Le juge ne tient pas compte des règles et décide de l’expulsion de plus de 200 familles en SP

São Paulo – Une ordonnance du juge José Luiz de Jesus Vieira, du 1er tribunal civil du Foro da Penha de França, a ordonné l’expulsion de plus de 200 familles de l’occupation Jorge Hereda, à Jardim Brasília, à l’est de São Paulo . Par ordre émis lors du quart de travail dimanche (25), plus de 2 000 personnes devraient quitter la zone de 278 000 mètres carrés cette semaine à proximité du centre commercial Aricanduva. Et cela ne fait aucune différence si la saison est une pandémie, avec des températures très basses prévues pour ces jours.

Le terrain occupé depuis le 16ème appartient à la Sociedade Leste de Empreendimentos, appartenant à la famille Salomone. Le même propriétaire de Savoy Imobiliária Construtora, société fondée en 1952, possède les centres commerciaux Aricanduva, Interlagos et Central Plaza et les bâtiments commerciaux, entrepôts et terrains, qui totalisent environ 1 780 adresses dans la ville de São Paulo. La grande majorité d’entre eux ont des dettes auprès de la mairie.

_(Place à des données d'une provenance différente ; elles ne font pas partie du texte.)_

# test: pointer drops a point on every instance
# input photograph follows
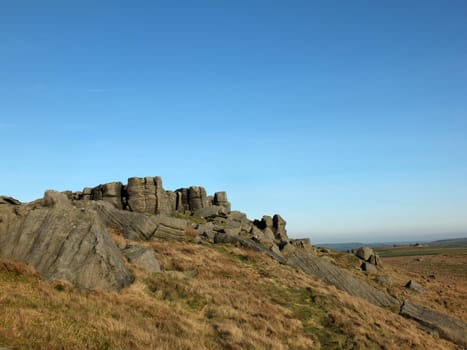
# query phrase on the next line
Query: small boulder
(368, 267)
(364, 253)
(53, 198)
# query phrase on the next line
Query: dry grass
(210, 297)
(443, 276)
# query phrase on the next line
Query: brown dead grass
(443, 276)
(210, 297)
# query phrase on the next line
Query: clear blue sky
(349, 118)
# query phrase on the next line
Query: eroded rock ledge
(67, 236)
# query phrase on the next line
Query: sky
(348, 118)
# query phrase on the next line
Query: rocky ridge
(66, 236)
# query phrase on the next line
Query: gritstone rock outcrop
(67, 236)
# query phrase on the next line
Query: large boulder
(139, 226)
(64, 242)
(220, 199)
(143, 257)
(304, 259)
(364, 253)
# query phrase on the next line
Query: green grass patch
(312, 309)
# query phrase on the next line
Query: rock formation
(369, 259)
(67, 236)
(147, 195)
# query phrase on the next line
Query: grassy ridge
(210, 297)
(411, 251)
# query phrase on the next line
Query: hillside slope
(136, 266)
(209, 297)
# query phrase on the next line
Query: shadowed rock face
(147, 195)
(64, 236)
(340, 278)
(63, 242)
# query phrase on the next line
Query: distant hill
(458, 242)
(454, 242)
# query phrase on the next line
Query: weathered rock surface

En septembre dernier, le groupe d’entreprises devait environ 67 millions de reais à la mairie, selon un article du magazine Voir São Paulo. Dans sa quasi-totalité, la valeur est due à des défauts de paiement de l’IPTU, qui pour les entreprises seraient calculés de manière abusive.

Débiteur de taxe foncière

Selon le rapport, les entreprises seraient le plus gros débiteur de l’impôt foncier à São Paulo, sans les dépôts judiciaires, une condition pour ceux qui ont l’intention de déposer des réclamations fiscales devant le juge.

« De plus, ces entreprises ne remplissent pas leur fonction sociale. Sinon, ils n’auraient pas été informés par la ville », a déclaré le célèbre avocat Benedito Barbosa, dit Dito, qui agit également en tant que avocat dans l’Union des mouvements de logement de São Paulo et dans la coordination municipale du Central dos Movimentos Populares (CMP).

Il fait référence à la Sociedade Leste de Empreendimentos, propriétaire du terrain à Aricanduva, qui a fermé les yeux sur les tribunaux en accordant la reprise de possession.

contre les expulsions

D’autre part, selon la direction, il existe une série de règles afin d’empêcher les expulsions et les personnes sans abri en temps de pandémie. « Tout ce règlement est très important, mais en ce moment, il n’a pas été respecté. C’est le cas du Bureau du Défenseur public, qui ne pouvait manquer d’être entendu par le juge qui a accepté la demande de reprise de possession », a-t-il déclaré.

« Nous travaillons actuellement avec ces arguments à la construction d’un recours, d’un grief, qui sera déposé par le Défenseur public, auprès de la Cour de justice, pour tenter de suspendre cette reprise de possession. Bien que le TJ-SP soit assez conservateur, nous nous attendons à une décision favorable.

Après près de 10 jours de son installation, l’Occupation, qui a débuté le 16, avec 200 familles, en compte désormais 500. Soit environ 2 000 personnes n’ont nulle part où vivre, en raison de la gravité de la crise du logement et urbaine, qui s’est aggravée. encore plus par la pandémie de covid-19. Il y a des millions de chômeurs ou de sous-employés, qui « s’ils mangent, ils ne paient pas le loyer et s’ils paient le loyer, ils ne peuvent pas manger ».